First of all - it was completely overwhelming. The sheer number of people and ... choices. We made a short list of schools we wanted to check out and set off ... me with camera and notepad in hand and Kidlet - with her questions, fears and dreams. As I watched her confidently stroll up to the representatives, smile and launch into conversation - face awash with excitement and eyes wide with optimism - I could feel it rising within ... it started in my tummy and swelled up into my throat. My eyes instantly filled and a rogue tear leaked out. I was verklempt! Out of control. And I wasn't sure why.
I have always told Kidlet that our higher power works through people ... messengers. And every once in a while you have one of those special encounters that makes us pay attention. We had one of those encounters. An older gentleman, head of a humanitities program at one of the universities looked right into Kidlet's eyes and asked her if she wanted to study humanities or give to humanity. She answered the latter. He snatched the brochure out of her hand and told her his program was not for her. As he explained God's blessing to Kidlet - that he wanted only the right thing for her so she could be happy and contribute her best, his eyes were serene and we became acutely aware that for this flutter in time, we were communing as spiritual beings. Then- another swell of emotion. My throat tightened and I couldn't speak. So I left them chatting and I took pictures.

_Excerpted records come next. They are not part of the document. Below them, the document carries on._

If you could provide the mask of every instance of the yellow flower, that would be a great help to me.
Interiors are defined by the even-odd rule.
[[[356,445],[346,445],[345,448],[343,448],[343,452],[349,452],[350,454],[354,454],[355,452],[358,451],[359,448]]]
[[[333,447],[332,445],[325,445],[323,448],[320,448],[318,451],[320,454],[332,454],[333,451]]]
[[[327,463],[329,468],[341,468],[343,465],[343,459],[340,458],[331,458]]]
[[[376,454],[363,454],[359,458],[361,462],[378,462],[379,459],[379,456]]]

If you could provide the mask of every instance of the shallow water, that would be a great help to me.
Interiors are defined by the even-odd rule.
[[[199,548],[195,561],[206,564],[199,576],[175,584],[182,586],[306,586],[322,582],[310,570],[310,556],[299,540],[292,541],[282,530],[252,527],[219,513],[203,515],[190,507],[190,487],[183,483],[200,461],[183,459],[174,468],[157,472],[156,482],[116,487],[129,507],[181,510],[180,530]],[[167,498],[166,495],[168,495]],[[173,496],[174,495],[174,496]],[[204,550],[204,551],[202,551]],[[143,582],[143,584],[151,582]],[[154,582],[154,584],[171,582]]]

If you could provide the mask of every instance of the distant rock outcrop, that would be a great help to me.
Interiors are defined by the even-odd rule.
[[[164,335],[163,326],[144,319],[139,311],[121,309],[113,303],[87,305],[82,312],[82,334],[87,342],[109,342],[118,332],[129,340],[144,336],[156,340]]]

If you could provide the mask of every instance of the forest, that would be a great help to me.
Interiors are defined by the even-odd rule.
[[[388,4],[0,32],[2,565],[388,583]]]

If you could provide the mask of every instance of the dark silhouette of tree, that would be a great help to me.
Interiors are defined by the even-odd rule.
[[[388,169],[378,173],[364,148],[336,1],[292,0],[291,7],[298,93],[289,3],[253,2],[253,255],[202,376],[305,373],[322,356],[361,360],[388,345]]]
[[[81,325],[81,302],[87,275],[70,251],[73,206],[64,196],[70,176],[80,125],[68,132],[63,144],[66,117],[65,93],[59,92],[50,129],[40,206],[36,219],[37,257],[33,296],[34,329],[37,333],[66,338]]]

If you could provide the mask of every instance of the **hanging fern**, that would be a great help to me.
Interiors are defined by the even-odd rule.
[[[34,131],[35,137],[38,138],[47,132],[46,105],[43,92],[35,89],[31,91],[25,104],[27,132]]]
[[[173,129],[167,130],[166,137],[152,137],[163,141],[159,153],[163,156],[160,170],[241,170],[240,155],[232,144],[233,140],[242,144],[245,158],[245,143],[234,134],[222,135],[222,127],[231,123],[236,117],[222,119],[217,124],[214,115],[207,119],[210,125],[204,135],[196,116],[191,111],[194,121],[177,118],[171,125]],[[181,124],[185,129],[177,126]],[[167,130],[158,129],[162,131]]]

What joy to see Kidlet getting excited about living in residence, playing university sports and studying abroad. My last chicklet is on the cusp of adulthood. And it happened so fast. Life is a blur and there are times we have to freeze frame and savour the moment. Today I tried to do that. We had a good day together, Kidlet and I. Unlimited options and endless possibilities; she has important decisions to make. And I made mine -- to freeze frame today!
Reading your post brought a tear to my eye too!